The starling, first introduced to New York’s Central Park in 1890, has since spread in large numbers to all parts of the country. Starlings form huge communal roosts, ranging from a few hundred to a few thousand birds. The roosts are usually located in groves of trees, on buildings or bridges.
The starling’s consumption of large amounts of harmful insects is a benefit, but the starling also eats fruits and grain crops and is a serious competitor with our native birds. Starlings invade feeders and bird baths in large flocks, consuming large quantities of food and driving other birds away. They take advantage of group tactics to find food. Flocking gives them safety in numbers. The chances of being caught by a predator are reduced and finding food is easier. Many eyes on the look-out make it harder for a predator to make a surprise attack.

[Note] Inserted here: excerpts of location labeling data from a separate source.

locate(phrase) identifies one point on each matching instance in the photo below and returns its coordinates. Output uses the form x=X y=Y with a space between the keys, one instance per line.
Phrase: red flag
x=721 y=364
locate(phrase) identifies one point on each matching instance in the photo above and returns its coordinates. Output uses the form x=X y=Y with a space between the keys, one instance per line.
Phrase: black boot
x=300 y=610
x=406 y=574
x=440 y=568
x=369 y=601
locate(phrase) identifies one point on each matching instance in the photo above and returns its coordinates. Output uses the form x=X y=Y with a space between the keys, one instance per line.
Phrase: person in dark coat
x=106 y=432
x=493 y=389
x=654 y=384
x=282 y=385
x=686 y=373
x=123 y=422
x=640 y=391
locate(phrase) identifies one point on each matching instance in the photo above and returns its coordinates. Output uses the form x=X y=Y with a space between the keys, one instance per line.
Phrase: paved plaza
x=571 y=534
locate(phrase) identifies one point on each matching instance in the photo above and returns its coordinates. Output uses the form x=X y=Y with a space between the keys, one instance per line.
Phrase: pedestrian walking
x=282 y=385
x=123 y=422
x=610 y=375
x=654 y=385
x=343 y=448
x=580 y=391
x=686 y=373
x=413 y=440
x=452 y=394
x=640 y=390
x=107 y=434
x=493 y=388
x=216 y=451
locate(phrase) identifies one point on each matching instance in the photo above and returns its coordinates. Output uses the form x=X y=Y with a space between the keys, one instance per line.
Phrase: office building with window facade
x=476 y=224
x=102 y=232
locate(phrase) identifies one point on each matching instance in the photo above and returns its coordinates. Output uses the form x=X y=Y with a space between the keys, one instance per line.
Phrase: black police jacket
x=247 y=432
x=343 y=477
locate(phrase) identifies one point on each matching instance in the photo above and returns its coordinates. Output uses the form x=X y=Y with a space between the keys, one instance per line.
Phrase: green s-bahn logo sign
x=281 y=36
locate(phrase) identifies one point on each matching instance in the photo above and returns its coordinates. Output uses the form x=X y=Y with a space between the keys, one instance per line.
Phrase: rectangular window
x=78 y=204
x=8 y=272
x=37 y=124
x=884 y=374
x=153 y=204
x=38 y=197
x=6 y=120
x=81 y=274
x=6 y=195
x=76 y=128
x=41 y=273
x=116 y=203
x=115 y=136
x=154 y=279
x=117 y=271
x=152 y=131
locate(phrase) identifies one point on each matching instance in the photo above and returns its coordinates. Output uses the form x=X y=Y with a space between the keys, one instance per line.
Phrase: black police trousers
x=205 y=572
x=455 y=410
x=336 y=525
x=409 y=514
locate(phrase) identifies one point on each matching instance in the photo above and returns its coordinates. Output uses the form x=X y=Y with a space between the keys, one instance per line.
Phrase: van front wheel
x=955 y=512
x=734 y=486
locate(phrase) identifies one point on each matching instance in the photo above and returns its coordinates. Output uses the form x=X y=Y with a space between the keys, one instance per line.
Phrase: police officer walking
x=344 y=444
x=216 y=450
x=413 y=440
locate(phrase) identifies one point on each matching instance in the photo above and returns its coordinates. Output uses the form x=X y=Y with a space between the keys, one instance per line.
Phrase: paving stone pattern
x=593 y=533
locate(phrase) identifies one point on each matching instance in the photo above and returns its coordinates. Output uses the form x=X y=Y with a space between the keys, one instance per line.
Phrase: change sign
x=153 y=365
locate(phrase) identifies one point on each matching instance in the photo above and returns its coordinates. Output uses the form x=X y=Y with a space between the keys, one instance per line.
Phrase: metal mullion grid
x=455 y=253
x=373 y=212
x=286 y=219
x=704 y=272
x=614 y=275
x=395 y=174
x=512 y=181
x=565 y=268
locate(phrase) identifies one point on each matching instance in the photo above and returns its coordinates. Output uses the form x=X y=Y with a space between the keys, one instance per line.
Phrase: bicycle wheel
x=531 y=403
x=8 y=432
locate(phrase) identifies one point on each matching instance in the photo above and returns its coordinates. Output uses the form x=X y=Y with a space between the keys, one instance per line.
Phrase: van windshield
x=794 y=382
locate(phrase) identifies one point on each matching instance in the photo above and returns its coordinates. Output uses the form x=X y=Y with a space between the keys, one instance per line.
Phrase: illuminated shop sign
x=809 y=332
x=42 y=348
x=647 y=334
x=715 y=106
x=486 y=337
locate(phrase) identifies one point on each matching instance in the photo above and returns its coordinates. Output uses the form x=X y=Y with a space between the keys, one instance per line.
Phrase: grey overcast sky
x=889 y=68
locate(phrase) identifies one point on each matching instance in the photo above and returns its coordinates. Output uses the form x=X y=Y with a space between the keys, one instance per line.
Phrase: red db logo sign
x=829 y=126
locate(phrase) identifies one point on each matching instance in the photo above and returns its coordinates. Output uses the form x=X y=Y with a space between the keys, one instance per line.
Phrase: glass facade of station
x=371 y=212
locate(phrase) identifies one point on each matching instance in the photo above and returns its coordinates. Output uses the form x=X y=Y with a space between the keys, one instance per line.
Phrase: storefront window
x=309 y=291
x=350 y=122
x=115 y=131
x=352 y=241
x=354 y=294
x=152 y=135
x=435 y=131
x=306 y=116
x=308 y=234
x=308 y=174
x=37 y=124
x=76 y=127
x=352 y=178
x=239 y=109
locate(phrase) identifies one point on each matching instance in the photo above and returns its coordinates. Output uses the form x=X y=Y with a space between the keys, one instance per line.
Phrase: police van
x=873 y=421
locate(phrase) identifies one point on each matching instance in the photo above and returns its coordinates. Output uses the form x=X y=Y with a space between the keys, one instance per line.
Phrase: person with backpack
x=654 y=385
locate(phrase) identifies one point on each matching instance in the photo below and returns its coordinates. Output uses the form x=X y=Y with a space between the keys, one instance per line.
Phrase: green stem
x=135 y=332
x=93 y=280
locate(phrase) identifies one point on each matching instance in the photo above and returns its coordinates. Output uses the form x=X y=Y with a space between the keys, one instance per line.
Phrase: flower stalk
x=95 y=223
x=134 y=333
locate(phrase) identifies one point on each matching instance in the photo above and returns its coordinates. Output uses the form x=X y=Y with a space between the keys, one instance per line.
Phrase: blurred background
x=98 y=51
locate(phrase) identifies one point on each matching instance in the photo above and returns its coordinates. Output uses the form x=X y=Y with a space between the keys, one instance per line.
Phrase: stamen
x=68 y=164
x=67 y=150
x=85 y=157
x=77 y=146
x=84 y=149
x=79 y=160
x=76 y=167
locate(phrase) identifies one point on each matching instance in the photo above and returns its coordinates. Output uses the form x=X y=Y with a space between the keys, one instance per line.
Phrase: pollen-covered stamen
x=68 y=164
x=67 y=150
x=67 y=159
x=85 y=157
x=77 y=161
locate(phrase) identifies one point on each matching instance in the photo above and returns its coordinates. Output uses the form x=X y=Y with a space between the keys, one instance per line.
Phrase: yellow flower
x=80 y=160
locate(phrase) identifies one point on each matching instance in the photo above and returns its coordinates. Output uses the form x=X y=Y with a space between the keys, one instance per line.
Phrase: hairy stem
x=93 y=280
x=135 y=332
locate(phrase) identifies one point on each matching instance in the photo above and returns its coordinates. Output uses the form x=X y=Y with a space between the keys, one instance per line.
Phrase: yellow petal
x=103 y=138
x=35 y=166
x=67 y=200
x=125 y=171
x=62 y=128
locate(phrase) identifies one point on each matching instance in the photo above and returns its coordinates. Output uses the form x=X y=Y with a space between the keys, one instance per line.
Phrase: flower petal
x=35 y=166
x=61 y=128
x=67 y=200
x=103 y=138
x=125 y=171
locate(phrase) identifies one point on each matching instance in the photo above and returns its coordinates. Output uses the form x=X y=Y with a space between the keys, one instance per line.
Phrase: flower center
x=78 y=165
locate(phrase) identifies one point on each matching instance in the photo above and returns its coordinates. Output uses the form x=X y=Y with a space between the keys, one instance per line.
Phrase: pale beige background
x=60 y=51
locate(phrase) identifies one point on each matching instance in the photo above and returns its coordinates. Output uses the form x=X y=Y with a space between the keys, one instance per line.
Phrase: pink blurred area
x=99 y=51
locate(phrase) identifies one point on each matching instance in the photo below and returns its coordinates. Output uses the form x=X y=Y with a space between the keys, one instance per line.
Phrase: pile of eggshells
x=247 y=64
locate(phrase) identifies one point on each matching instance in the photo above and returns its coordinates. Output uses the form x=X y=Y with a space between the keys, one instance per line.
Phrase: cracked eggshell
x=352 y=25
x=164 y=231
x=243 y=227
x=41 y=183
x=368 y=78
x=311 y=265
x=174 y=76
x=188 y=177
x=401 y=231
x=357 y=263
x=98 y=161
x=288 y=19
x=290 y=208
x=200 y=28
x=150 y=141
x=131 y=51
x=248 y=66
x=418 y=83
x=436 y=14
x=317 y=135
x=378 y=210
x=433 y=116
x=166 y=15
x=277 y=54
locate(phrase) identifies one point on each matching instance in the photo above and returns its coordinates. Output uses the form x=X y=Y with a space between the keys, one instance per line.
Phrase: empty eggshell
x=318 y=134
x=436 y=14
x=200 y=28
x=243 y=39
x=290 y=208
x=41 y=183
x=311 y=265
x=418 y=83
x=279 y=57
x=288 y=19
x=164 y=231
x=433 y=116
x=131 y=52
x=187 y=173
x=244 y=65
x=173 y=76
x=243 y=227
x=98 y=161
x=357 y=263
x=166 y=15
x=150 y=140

Starlings prefer to feed on the ground, but are more than willing to take over an accessible feeder. Setting up a feeder first for them with their favorite foods – far away from your other feeders – can divert them. They are especially fond of suet, bakery products, kitchen scraps and cracked corn. Foods that hold little interest for them are sunflower seed, whole-kernel corn, buckwheat and peanuts in the shell: use these foods to attract the birds you do want.
You may want to try a starling proof suet feeder, that features “upside down” access only to the food. Starlings cannot hang upside down, but clinging type birds can enjoy the fare.
As a last resort, you can stop feeding completely for 1-2 weeks. The starlings will soon leave in search of a new food source, but your other birds will remain. Once the starlings have left, you can resume your feeding stations.
Starlings are also noted for taking over nesting sites. The only way to prevent starlings from nesting in your bird houses is to remove their nests each time they set up housekeeping.
All migratory birds in the United States except house sparrows, domestic barnyard pigeons and starlings are protected under federal law. However, birds not protected by federal legislation usually have state protection.